To illustrate the differences, let’s set up equivalent project structures in both tools.

5.2.2.1. Kedro setup

Kedro projects are created using the Kedro CLI and follow a standardized template:

### Kedro
# Create a new Kedro project
$ pip install kedro
$ kedro new --starter=spaceflights-pandas --name=my-analysis

The resulting project has this structure:

my-analysis/
├── conf/                  # Configuration files
│   ├── base/
│   │   ├── catalog.yml    # Data Catalog definitions
│   │   └── parameters.yml # Pipeline parameters
│   └── local/
│       └── credentials.yml
├── data/                  # Data directory (layered)
│   ├── 01_raw/
│   ├── 02_intermediate/
│   ├── 03_primary/
│   └── ...
├── notebooks/             # Jupyter notebooks
├── src/
│   └── my_analysis/
│       ├── pipelines/     # Modular pipeline definitions
│       │   ├── data_processing/
│       │   │   ├── nodes.py
│       │   │   └── pipeline.py
│       │   └── data_science/
│       │       ├── nodes.py
│       │       └── pipeline.py
│       └── pipeline_registry.py
└── tests/

This structure is designed around Kedro’s core concepts: nodes (Python functions), pipelines (collections of nodes), and the Data Catalog (a registry mapping dataset names to storage locations).

5.2.2.2. DataLad setup

A DataLad dataset following YODA principles can be created with:

### DataLad
$ datalad create -c yoda -c text2git my-analysis
$ cd my-analysis
$ mkdir -p data/{raw,intermediate,processed} model metrics

but in principle could be any file-tree formalization like a BIDS study dataset. The resulting structure:

my-analysis/
├── .datalad/              # DataLad configuration
├── .gitattributes
├── code/                  # Analysis scripts (any language)
│   └── README.md
├── data/                  # Data directory
│   ├── raw/
│   ├── intermediate/
│   └── processed/
└── CHANGELOG.md

Unlike Kedro, DataLad does not prescribe a specific code organization either – it focuses on data and provenance management while remaining agnostic about how analysis code is structured[1].

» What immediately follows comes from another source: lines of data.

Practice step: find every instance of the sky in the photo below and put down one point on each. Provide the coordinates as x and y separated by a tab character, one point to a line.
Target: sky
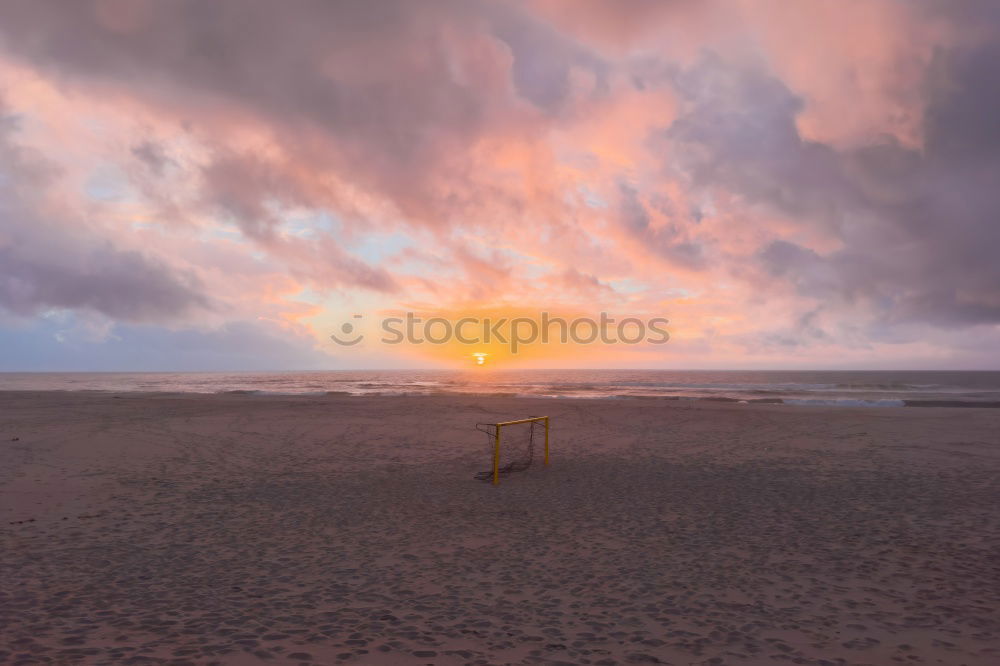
222	185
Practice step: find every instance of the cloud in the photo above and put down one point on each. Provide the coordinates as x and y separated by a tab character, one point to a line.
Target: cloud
910	228
741	164
49	259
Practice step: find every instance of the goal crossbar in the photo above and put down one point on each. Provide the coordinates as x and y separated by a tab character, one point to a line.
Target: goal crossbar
496	442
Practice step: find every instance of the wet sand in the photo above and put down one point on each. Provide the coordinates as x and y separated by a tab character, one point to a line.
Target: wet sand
243	529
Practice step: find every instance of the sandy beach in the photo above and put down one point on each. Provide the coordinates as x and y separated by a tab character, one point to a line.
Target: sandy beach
162	528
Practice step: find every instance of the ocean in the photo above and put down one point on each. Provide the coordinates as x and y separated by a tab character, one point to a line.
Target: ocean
836	388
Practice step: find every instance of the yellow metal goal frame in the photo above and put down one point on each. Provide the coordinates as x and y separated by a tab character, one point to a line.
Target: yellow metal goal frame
496	443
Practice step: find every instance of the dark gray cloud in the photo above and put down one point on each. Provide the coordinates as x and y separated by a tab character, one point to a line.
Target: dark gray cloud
50	261
394	88
919	229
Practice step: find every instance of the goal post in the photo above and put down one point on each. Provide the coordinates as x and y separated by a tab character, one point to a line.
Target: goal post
497	441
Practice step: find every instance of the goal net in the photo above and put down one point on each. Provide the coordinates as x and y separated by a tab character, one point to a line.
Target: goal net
512	445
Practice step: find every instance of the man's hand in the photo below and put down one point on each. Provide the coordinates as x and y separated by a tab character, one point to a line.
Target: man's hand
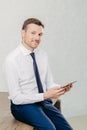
67	87
54	92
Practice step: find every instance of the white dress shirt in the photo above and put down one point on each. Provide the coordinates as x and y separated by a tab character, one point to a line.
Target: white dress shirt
20	75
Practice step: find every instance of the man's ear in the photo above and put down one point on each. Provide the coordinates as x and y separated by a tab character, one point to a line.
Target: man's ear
22	33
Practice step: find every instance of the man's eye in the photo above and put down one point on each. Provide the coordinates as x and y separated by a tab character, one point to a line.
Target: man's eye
33	32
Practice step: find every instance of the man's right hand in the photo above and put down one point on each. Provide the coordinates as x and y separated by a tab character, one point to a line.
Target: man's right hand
54	92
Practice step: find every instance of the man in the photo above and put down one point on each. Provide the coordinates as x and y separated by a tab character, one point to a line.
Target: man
30	82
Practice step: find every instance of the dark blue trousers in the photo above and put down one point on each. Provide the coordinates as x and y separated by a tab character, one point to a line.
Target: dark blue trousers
43	116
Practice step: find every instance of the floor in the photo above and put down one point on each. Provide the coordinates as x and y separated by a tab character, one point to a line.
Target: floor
79	122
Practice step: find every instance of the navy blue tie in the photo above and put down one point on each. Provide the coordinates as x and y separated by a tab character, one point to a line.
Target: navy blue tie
37	76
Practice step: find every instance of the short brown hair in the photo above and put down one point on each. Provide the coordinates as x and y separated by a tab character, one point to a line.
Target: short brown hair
30	21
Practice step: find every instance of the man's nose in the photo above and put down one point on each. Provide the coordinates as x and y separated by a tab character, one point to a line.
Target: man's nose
37	37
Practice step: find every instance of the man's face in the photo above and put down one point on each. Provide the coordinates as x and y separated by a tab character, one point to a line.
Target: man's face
32	36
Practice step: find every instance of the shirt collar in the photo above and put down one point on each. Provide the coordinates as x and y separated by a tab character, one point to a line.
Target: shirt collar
25	50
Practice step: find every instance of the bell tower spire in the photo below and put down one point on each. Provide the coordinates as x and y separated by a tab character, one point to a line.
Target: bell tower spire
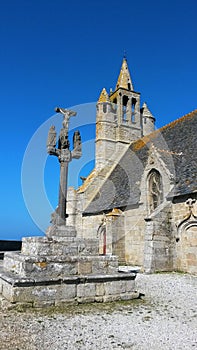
124	79
118	120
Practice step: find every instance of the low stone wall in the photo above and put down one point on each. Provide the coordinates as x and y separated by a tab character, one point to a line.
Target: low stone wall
72	289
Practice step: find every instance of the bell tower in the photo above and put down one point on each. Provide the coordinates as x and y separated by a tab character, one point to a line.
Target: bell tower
127	103
119	119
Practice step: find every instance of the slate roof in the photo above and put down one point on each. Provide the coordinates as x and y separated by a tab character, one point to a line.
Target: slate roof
176	144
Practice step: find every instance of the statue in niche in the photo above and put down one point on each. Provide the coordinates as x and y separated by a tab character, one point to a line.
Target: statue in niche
155	190
51	141
101	234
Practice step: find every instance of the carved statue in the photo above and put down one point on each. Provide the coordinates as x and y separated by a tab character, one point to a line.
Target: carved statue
77	141
155	190
51	140
67	114
63	141
64	155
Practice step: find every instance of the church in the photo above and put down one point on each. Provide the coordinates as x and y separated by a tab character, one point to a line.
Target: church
140	199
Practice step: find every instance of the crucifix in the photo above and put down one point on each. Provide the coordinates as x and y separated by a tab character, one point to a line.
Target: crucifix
64	156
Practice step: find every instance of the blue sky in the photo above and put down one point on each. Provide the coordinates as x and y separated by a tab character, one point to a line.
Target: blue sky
62	53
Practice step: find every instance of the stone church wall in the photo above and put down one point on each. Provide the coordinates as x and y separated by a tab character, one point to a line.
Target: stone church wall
185	219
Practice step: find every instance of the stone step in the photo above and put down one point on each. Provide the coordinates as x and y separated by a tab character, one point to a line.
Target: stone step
58	265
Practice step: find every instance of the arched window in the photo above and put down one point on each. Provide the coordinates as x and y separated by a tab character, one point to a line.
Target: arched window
155	189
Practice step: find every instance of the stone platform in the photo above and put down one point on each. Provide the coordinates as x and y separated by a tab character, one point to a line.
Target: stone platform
62	268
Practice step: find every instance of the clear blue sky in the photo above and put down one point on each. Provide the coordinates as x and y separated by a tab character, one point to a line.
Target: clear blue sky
58	52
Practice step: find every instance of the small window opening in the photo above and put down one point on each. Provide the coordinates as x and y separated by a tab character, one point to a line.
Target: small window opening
155	189
125	107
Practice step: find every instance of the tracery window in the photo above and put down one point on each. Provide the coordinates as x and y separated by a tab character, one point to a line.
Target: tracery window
155	189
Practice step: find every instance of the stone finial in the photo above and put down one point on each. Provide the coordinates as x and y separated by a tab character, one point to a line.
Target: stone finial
104	97
124	79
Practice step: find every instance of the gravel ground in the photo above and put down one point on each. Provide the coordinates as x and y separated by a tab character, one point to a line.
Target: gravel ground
166	318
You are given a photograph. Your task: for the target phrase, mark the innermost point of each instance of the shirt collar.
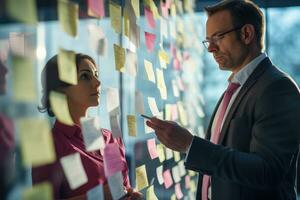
(69, 131)
(242, 75)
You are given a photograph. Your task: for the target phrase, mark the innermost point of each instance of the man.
(252, 143)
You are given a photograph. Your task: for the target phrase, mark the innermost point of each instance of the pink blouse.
(69, 140)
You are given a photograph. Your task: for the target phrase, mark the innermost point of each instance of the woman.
(68, 139)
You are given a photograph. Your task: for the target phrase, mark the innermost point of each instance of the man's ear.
(248, 33)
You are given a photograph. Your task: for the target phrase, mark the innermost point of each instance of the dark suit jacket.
(257, 153)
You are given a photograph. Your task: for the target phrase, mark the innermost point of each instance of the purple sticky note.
(149, 17)
(96, 7)
(178, 191)
(168, 178)
(152, 148)
(112, 159)
(150, 41)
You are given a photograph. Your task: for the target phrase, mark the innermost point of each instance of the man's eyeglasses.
(215, 39)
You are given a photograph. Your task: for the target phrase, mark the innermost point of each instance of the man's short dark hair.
(242, 12)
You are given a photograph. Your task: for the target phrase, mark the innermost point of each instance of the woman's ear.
(248, 33)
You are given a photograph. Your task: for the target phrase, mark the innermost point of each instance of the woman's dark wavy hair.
(51, 82)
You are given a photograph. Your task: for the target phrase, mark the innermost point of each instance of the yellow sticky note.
(36, 141)
(141, 177)
(68, 16)
(149, 70)
(176, 156)
(136, 7)
(182, 114)
(160, 152)
(67, 70)
(119, 58)
(23, 79)
(163, 56)
(131, 122)
(115, 14)
(24, 11)
(59, 105)
(150, 195)
(38, 191)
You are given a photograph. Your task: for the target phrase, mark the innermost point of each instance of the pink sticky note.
(176, 64)
(96, 7)
(167, 178)
(112, 159)
(164, 10)
(178, 191)
(150, 41)
(149, 17)
(152, 148)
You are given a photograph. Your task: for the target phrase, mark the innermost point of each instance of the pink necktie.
(232, 87)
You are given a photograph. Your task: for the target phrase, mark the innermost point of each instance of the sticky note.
(74, 171)
(96, 193)
(167, 179)
(23, 79)
(36, 141)
(67, 70)
(16, 9)
(178, 191)
(159, 174)
(115, 14)
(68, 16)
(141, 177)
(169, 153)
(149, 17)
(131, 122)
(149, 70)
(161, 153)
(131, 63)
(112, 100)
(92, 137)
(139, 103)
(115, 126)
(153, 107)
(182, 170)
(150, 41)
(150, 195)
(96, 8)
(112, 159)
(119, 58)
(152, 148)
(116, 187)
(176, 156)
(187, 181)
(175, 173)
(136, 7)
(59, 105)
(182, 114)
(38, 191)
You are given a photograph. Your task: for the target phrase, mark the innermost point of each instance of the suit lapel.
(248, 84)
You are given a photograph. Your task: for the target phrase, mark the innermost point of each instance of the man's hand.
(171, 134)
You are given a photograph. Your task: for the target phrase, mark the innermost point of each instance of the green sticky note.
(68, 16)
(36, 141)
(67, 70)
(23, 79)
(24, 10)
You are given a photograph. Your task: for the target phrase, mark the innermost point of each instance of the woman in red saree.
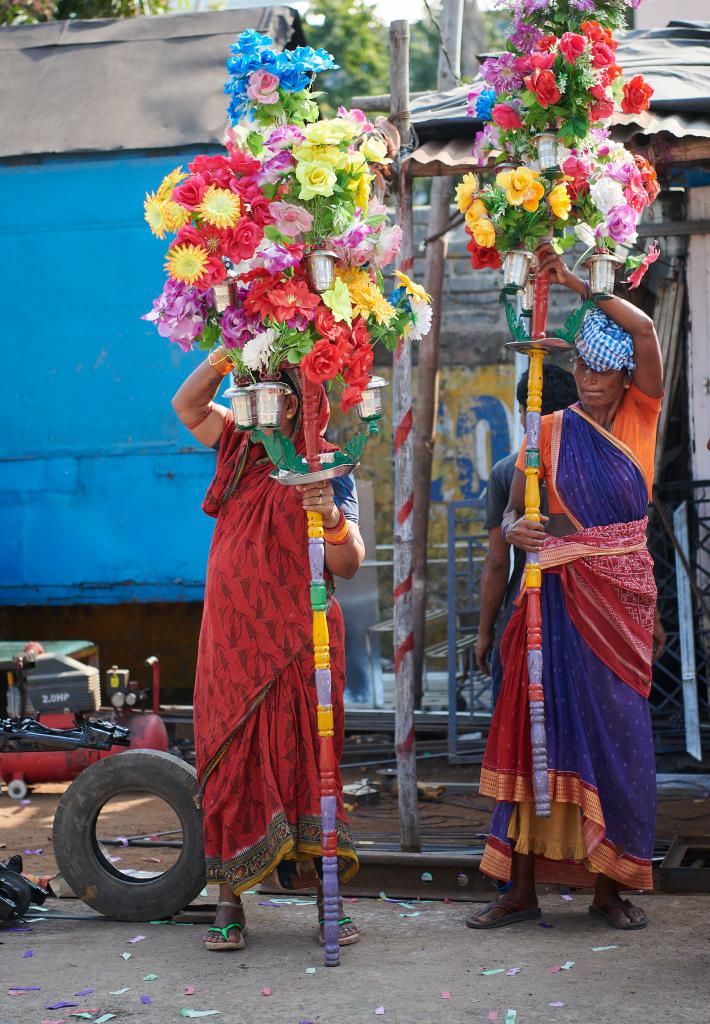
(597, 600)
(255, 721)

5.2.3. Version controlling data

Both tools address the fundamental challenge of managing data that is too large for Git, but they use different mechanisms.

5.2.3.1. Kedro’s Data Catalog and versioning

Kedro manages data access through a Data Catalog defined in conf/base/catalog.yml:

### Kedro catalog.yml
companies:
  type: pandas.CSVDataset
  filepath: data/01_raw/companies.csv

model_input_table:
  type: pandas.ParquetDataset
  filepath: data/03_primary/model_input_table.parquet
  versioned: true

regressor:
  type: pickle.PickleDataset
  filepath: data/06_models/regressor.pickle
  versioned: true

When versioned: true is set, Kedro automatically creates timestamped subdirectories for each save operation:

### Kedro versioned dataset structure
data/06_models/regressor.pickle/
├── 2024-01-15T10.30.45.123Z/
│   └── regressor.pickle
└── 2024-01-16T14.22.33.456Z/
    └── regressor.pickle

The Data Catalog abstracts storage locations, allowing the same pipeline code to work with local files, S3, GCS, or other storage backends simply by changing configuration.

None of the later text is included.